Petitioner claims that the CAC interview of H.C. was unreliable for several reasons. First, he argues that the interviewer should have explored potential motives for H.C. to fabricate her report. Specifically, he highlights evidence that H.C. did not like Petitioner and believed his relationship with her mother was "toxic." As to motives for fabrication or bias, the Department found that H.C.'s distaste for Petitioner was unlikely to have driven H.C. to fabricate. The Department stated instead that H.C. might not have liked the Petitioner in part because he sexually abused her. The Court finds that the Department properly and reasonably weighed the interview evidence and that its reasoning is supported by substantial evidence in the record.

Petitioner also argues the interview was unreliable because the interviewer did not opine on whether he believed H.C. to be truthful. The Department found the interview credible, in part because the interviewer did not indicate otherwise. In its decision, the Department explained that it is typical for interviewers who suspect dishonesty to disclose their suspicion to the Department. Without such a tip, it is reasonable for the Department to find the H.C.'s interview credible. Moreover, the interview itself was entered as evidence in the record, and the hearing officer was able to independently assess H.C.'s interview. The Court therefore finds that the Department did not err by finding the interview to be truthful and that the Department's finding was supported by substantial evidence in the record.

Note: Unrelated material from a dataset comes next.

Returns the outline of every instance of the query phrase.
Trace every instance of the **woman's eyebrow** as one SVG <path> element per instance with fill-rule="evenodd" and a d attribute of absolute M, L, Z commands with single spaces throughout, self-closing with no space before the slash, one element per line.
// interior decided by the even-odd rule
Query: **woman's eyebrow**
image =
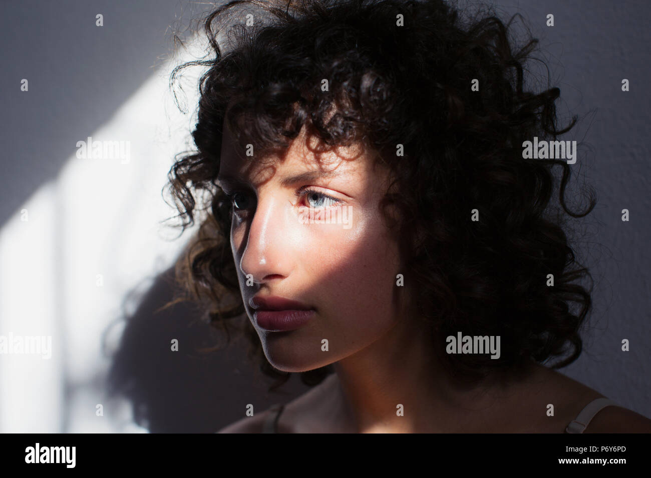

The crux of Petitioner's argument is that the Department's rule that minor alleged victims may not be subpoenaed violates due process because it denies the accused the ability to crossexamine the victim. Petitioner argues that he was denied due process because H.C. was never asked certain questions that may have weakened her report's probative value. He claims these omissions combined with his inability to cross-examine denied him a fair assessment of the allegations against him. For example, Petitioner contends that the interviewer should have followed up when H.C. mentioned that Petitioner had touched her breasts two or three other times in the past, should have asked why H.C. allowed Petitioner to pop her pimples although she reported that Petitioner had previously used that activity as an opportunity to touch her breasts, and should have inquired about the two occasions on which she denied that the July 2019 incident occurred.

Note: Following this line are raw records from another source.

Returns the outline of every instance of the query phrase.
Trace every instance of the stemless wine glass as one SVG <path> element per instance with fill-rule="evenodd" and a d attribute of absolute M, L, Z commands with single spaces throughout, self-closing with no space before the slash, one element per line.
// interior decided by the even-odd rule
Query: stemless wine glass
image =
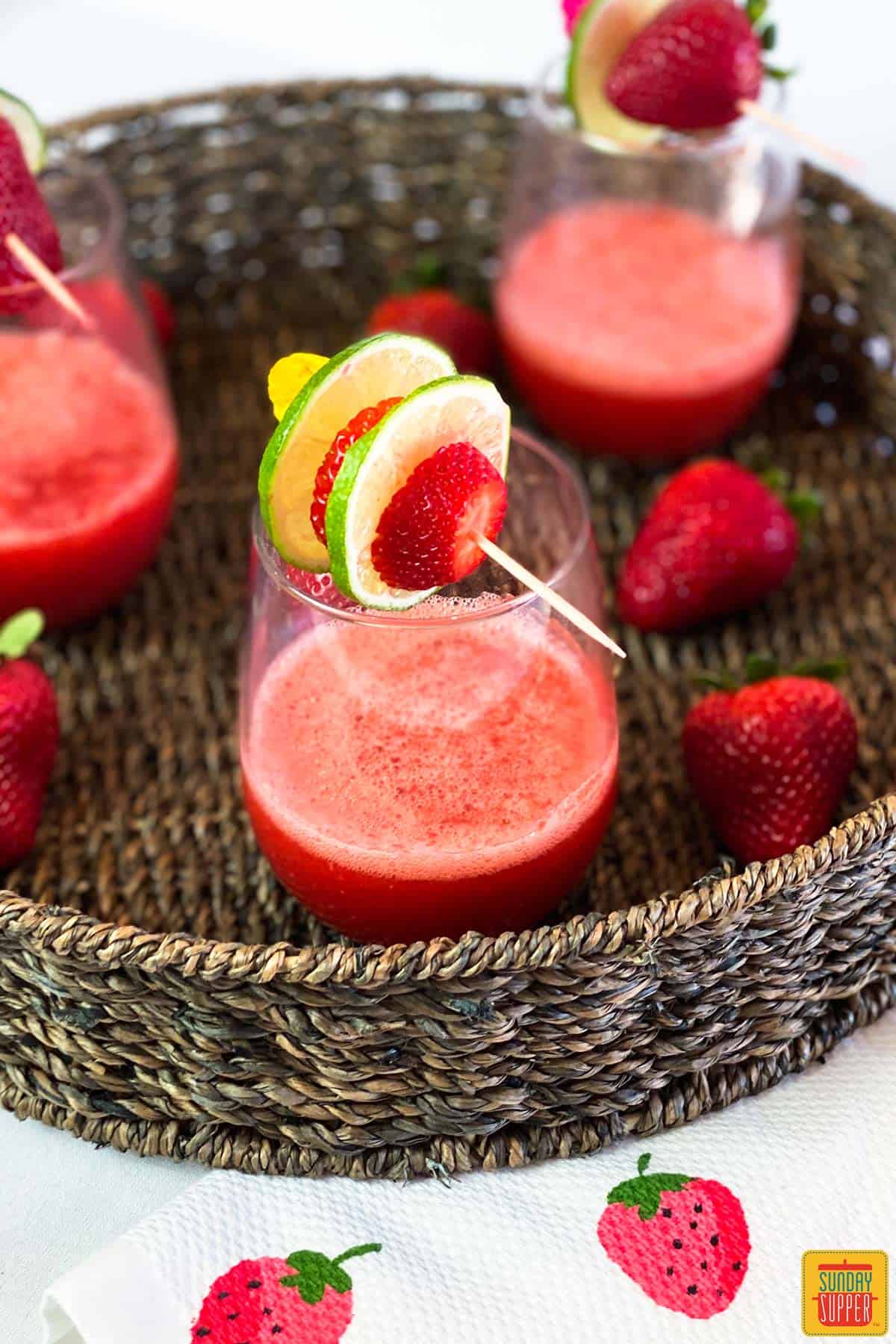
<path fill-rule="evenodd" d="M 756 122 L 626 151 L 529 99 L 496 313 L 536 417 L 578 448 L 681 458 L 767 387 L 799 289 L 799 167 Z"/>
<path fill-rule="evenodd" d="M 165 376 L 124 250 L 124 206 L 86 164 L 42 175 L 86 321 L 0 289 L 0 618 L 94 616 L 153 560 L 177 480 Z"/>
<path fill-rule="evenodd" d="M 501 543 L 600 622 L 571 469 L 516 433 Z M 584 875 L 613 809 L 609 657 L 484 563 L 411 612 L 352 606 L 254 523 L 240 755 L 285 887 L 372 942 L 531 926 Z"/>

The Department argues that there was no denial of due process here. It states that under the Department rules, "oral or written evidence of statements of any child are admissible without the testimony of the child" and the "hearing officer shall not draw any negative inference from a party's inability to cross-examine the child about the child's statements." 10-148 C.M.R. ch. 201, § XI(G)(2). The Department also cites to Law Court precedent stating that the right to cross-examination flowing from the Confrontation Clause of the Constitution does not apply in child protection proceedings. In re E.A., 2015 ME 37, ¶¶ 13-4, 114 A.3d 207. By the same reasoning, it would likely not apply in this agency proceeding regarding child sexual abuse.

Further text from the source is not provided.